By the time you get registered as resident it will be time to apply to be deregistered and add to that it's nigh on impossible to get full no co payment health ins for less than 12 months

Despite what some might say the authorities have bigger fish to try than even bothering with a 1 month overstay


----------



## Localizer (Jun 23, 2016)

I can't think you'd be able to make any progress in that time frame that would actually work or be worthwhile.
Couple of thoughts though - make sure your travel insurance will cover you for a 120 day stay, some have limits. The reverse if true for your home insurance in the UK - make sure it covers you for a 120 day absence.
Anecdotally, some people have told me in this extended stay situation they carry a copy of their return ticket in their car glove box - when inside the 90 days to departure period - to show they actually are leaving the country if stopped and casually questioned on the roadside.

Other than insurance, I don't think you really have much to worry about that should affect your enjoyment of the 4 months - you'll be among many others who are doing the same.


----------



## snikpoh (Nov 19, 2007)

Colin13846 said:


> Normally stay for 3 months but going to try 4 months next winter. I’m retired in good health, with regular income and will have travel insurance as well as E111 card, renting a friends apartment.
> Exceeding 90 days which I haven’t done before, any suggestions on how to stay legal?

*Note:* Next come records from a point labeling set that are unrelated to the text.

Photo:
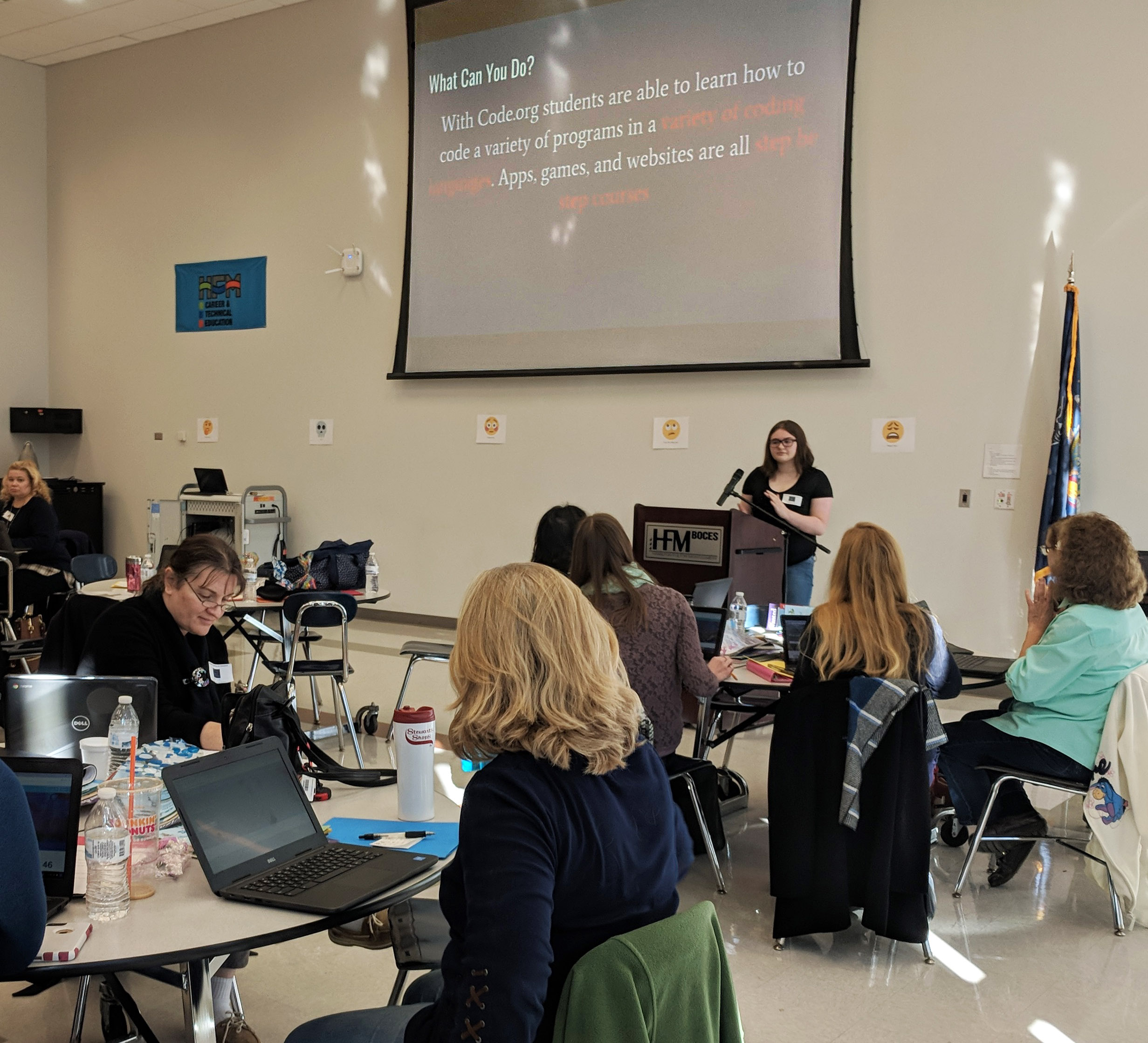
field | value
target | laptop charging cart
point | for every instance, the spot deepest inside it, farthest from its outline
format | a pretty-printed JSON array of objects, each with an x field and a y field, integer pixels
[{"x": 253, "y": 522}]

The rules are clear - if you are here for 90 days in one chunk and intend to stay for longer, then you must register.

In your case, as you don't intend making Spain your home there's no problem - you are perfectly legal.

By-the-way; The E111 was abolished about 12 years ago - it's now an EHIC.


----------



## Colin13846 (Oct 8, 2015)

snikpoh said:


> The rules are clear - if you are here for 90 days in one chunk and intend to stay for longer, then you must register.
> 
> In your case, as you don't intend making Spain your home there's no problem - you are perfectly legal.
> 
> By-the-way; The E111 was abolished about 12 years ago - it's now an EHIC.


I am aware of the 90 day rule and I have no desire to break the law hence the the reason for my original post with the final comment being “how to stay legal”
Your answer appears to state ‘the 90 day rule doesn’t apply in my case as I won’t be intending making Spain my home and there will be no problem and that I will be perfectly legal.’
I’m slightly surprised by your answer.
Thanks for pointing out that I am incorrectly referring to my EHIC as the old E111, at least it’s up to date!


----------



## CapnBilly (Jun 7, 2011)

snikpoh said:


> The rules are clear - if you are here for 90 days in one chunk and intend to stay for longer, then you must register.
> 
> In your case, as you don't intend making Spain your home there's no problem - you are perfectly legal.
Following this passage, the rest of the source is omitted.